Roma Continua frames a new civic map for Rome
Roma Continua, the winning vision for Rome by IT’S and OMA, proposes a new urban framework for the Italian capital by working through its landscape, infrastructure, and overlooked sites.
Rome is a city of layers, meaning that its history can be read through its streets. It’s at once frozen in time, and constantly building upon itself. Now, the ancient city is to see its next chapter, and while it will remain legible as Rome, the proposal asks how this next layer might take shape over the coming twenty-five years.
Developed with OKRA, NET Engineering, and a wider interdisciplinary team, the proposal responds to the Roma REgeneration Foundation’s Vision for Rome competition with a plan that treats the city as an active system.
Its focus is growth through recalibration, with rivers, parks, transport gaps, residual plots, and cultural pressure points brought into one larger architectural reading.

image © IT’S, OMA, OKRA, NET Engineering and LGSMA
landscape becomes civic infrastructure
Laying down the Roma Continua masterplan, OMA and IT’s begins with the city’s existing green structure. The Tiber and its tributaries guide five green corridors, each assigned a specific role across recreation, ecological repair, agriculture, and public health.
The move gives Rome’s landscape a more active civic role, turning rivers and open ground into a network that can support movement, climate resilience, and new public space.
Along these corridors, five multimodal mobility hubs are imagined as ‘forums of innovation.’ The name suggests a contemporary reading of a Roman civic type, where exchange happens through infrastructure as much as public life.
These hubs combine transit, housing, services, hospitality, and riverside amenities, forming a loop that links public transport with last-mile movement. Cycling networks extend up to five kilometers from the forums, allowing the plan to work at a human scale while still addressing metropolitan distance.

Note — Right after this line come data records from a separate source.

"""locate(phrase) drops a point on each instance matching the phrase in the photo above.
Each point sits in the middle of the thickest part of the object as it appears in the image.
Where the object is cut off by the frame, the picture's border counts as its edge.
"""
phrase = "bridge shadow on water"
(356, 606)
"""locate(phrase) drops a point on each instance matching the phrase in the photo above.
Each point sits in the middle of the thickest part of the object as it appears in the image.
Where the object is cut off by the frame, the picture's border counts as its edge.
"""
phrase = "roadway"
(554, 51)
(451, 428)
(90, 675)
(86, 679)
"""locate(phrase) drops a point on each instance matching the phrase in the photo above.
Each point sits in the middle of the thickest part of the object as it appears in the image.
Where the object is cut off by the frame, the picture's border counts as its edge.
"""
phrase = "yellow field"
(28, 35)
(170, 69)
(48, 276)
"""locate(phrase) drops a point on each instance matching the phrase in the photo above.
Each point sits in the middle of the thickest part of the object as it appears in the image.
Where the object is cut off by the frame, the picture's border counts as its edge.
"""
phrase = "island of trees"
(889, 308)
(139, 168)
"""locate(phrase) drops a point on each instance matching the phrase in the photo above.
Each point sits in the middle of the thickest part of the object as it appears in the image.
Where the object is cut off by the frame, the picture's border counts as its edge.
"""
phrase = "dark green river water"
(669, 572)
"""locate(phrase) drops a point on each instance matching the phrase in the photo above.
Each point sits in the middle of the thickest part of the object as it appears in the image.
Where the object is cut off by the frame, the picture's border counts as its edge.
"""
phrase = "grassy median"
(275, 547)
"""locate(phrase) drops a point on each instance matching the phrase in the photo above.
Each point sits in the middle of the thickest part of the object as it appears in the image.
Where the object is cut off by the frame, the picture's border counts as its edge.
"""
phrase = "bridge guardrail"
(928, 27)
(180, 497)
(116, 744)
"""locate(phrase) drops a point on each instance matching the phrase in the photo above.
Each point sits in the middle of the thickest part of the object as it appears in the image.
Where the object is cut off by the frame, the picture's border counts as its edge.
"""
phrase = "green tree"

image © IT’S, OMA, OKRA, NET Engineering and LGSMA
a wider geography of culture
OMA and IT’S harness the idea of beauty to move cultural attention beyond just the historic center. Rome’s central monuments have drawn intense tourism, results in constant pressure on a compact urban core.
Roma Continua proposes a wider geography of experience, using the forums as gateways toward places such as Ostia, Frascati, Tivoli, and Veio.
This part of the vision is architectural in the way it handles access. Beauty becomes a question of routes, thresholds, and proximity, instead of a fixed set of monuments. Direct rail connections extend the visitor’s map, while residents gain a city whose cultural life is spread across a broader field. The proposal reads Rome through the historic layers for which it’s already known, then strengthens the links between them.

image © IT’S, OMA, OKRA, NET Engineering and LGSMA
knowledge clusters around mobility
The proposal also organizes five knowledge clusters around the forums, each shaped by industries already present in nearby districts. Pharmaceuticals, healthcare, agriculture, high-tech, aerospace, energy, mobility, finance, and services become part of the urban brief.
Shared facilities and public spaces connect universities, startups, and established companies within a climate-responsive landscape framework. David Gianotten, Managing Partner and Architect at OMA, describes the plan as a way to question ‘what growth means for a contemporary city profoundly shaped by history, culture, and power.’
His framing is useful because Roma Continua avoids a single iconic gesture. Its spirit is in connections, interfaces, and reuse, which sets up conditions for the city to keep changing through its own materials and systems.

image © IT’S, OMA, OKRA, NET Engineering and LGSMA
reuse as an urban activator
Under the principle of reform and extension, Roma Continua turns toward the vacant buildings, development plots, and residual landscapes that sit outside the city’s most celebrated image. These sites become urban activators, combining adaptive reuse with new construction where needed. Linked back to the forums through soft-mobility networks, they can hold housing, culture, education, and research.
The strength of this approach is its attention to ordinary urban gaps. Rome is full of charged spaces, but it is also full of fragments waiting for a role. Roma Continua gives those fragments a framework, connecting them to mobility and public amenities so that reuse becomes part of a citywide system instead of a scattered set of repairs.